Tom's first nativity was on Tuesday morning - a 15 minute burst of circle time with singing and led movement. Tom was a shepherd along with a couple of his wee friends (how Scottish are we becoming). I watched his lips mouth a good few lines of the songs and he was right up with the 'shepherds sleeping', 'shepherds dancing round in circles' and 'shepherds wave their hats in the air like crazy Afghans' moments. 'Precious' doesn't begin to describe it. There were a couple of manful stares at the ceiling to abate the tears, that's for sure.

Not so Steiner

The TV has not quite left Tom's life - greatly reduced and restricted but still popular. His imaginary play is a complex mix of movie plots, friends, Ruddington and Edinburgh and travel in between. To illustrate the pervading nature of TV's influence and how we must be marked at school as 'not quite there with the program yet' -

We were having a chat last night and I told Tom that yes, after he had his tea, we would play with his new city.
'Trust me..' I said
'You can't trust anyone' he replied, as quick as a flash.

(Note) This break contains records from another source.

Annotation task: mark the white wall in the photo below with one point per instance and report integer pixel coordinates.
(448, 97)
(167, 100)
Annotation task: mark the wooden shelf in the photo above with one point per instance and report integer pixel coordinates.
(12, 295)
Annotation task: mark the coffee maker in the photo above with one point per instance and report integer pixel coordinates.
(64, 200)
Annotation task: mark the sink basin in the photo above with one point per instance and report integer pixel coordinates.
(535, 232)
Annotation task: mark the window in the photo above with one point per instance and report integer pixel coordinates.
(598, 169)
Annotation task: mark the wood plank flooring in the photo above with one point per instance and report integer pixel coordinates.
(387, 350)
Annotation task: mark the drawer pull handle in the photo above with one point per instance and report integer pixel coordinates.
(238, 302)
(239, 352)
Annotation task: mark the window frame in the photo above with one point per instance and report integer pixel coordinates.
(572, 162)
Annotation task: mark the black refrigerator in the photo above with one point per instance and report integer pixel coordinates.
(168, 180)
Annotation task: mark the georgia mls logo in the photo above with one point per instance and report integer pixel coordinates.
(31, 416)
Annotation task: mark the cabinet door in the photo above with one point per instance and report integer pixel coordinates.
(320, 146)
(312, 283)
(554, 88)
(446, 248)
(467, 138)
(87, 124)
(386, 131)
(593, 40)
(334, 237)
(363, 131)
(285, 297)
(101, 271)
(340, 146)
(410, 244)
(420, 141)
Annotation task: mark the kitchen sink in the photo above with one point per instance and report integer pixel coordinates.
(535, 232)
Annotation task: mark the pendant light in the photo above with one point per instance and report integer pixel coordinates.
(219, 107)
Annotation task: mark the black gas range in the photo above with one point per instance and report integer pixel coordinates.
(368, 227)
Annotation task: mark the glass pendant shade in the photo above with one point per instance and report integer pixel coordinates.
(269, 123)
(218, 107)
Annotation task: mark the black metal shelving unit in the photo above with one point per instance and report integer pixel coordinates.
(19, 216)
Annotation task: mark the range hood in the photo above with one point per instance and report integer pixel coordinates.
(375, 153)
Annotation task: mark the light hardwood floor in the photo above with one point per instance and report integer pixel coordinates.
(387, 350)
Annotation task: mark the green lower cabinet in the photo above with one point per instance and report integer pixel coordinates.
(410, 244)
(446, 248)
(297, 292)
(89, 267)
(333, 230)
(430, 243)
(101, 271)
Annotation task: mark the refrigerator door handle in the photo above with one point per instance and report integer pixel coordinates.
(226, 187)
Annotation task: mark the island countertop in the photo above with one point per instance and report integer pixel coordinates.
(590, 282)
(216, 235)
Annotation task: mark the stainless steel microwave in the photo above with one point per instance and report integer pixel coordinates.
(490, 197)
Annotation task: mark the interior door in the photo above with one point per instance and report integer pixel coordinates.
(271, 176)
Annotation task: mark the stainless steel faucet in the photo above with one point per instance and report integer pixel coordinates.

After a little investigating we discovered that this is one of Kaa's lines from the Jungle Book - amazing us that he'd taken so much in and reminding us that we really must put a cap on that...

7 sleeps - the tension is building.

Tuesday, December 02, 2008

That's my boy...

Tom received some visitors this morning - a pair of Speech and language therapists no less. In a splendid example of collaborative working, the therapist from Crosshouse Hospital, Kilmarnock (the solitary Scottish paediatric implant centre) visits at the same time as her colleague from the Edinburgh team.

Why there are two and what they are each focused on is something of a mystery - this is the second time they have visited in the four-or-so months we've been here. They are very keen on assessing Tom and he quite likes the whole assessment process so it all seems mutually agreeable at the moment. They show him these books with four pictures, say some slightly strange statement and he points to a picture. Then all these adults smile at him and pay him even more attention.

Occasionally the adults stop and talk amongst themselves. Tom doesn't approve of this and quickly makes sure all the adults get back on task and get on with this picture game. The picture game is considered A Good Thing.

The pictures are some variant of a test for auditory comprehension - something like TACL I think - and Tom wouldn't let them stop until they'd got to the end. By that stage the questions were asking him to identify where 'neither the elephant nor the boy are standing on one leg' (or something to that effect) and other similarly tortuous, elaborate sentences.

There were a number of occasions towards the end of the test where Tom's finger firmly jabbed at the wrong picture. Before we knew how these tests worked, such failures left us concerned; noting down vocabulary and phrases to try to incorporate into everyday speech.

Then you get to realise that these are tests designed to work across a significant age range and you're supposed to keep going until you fail - that's how you work out the age equivalency.

So how did the wee man do today? Well, he left 'age-appropriate' in the dust and came in equivalent to a typical hearing seven year old.

Not bad for four and deaf really is it?

And this might be partly why the therapists like to stop by. Not much therapisin' needed and lots of just being proud of a smart little boy who knows how to listen.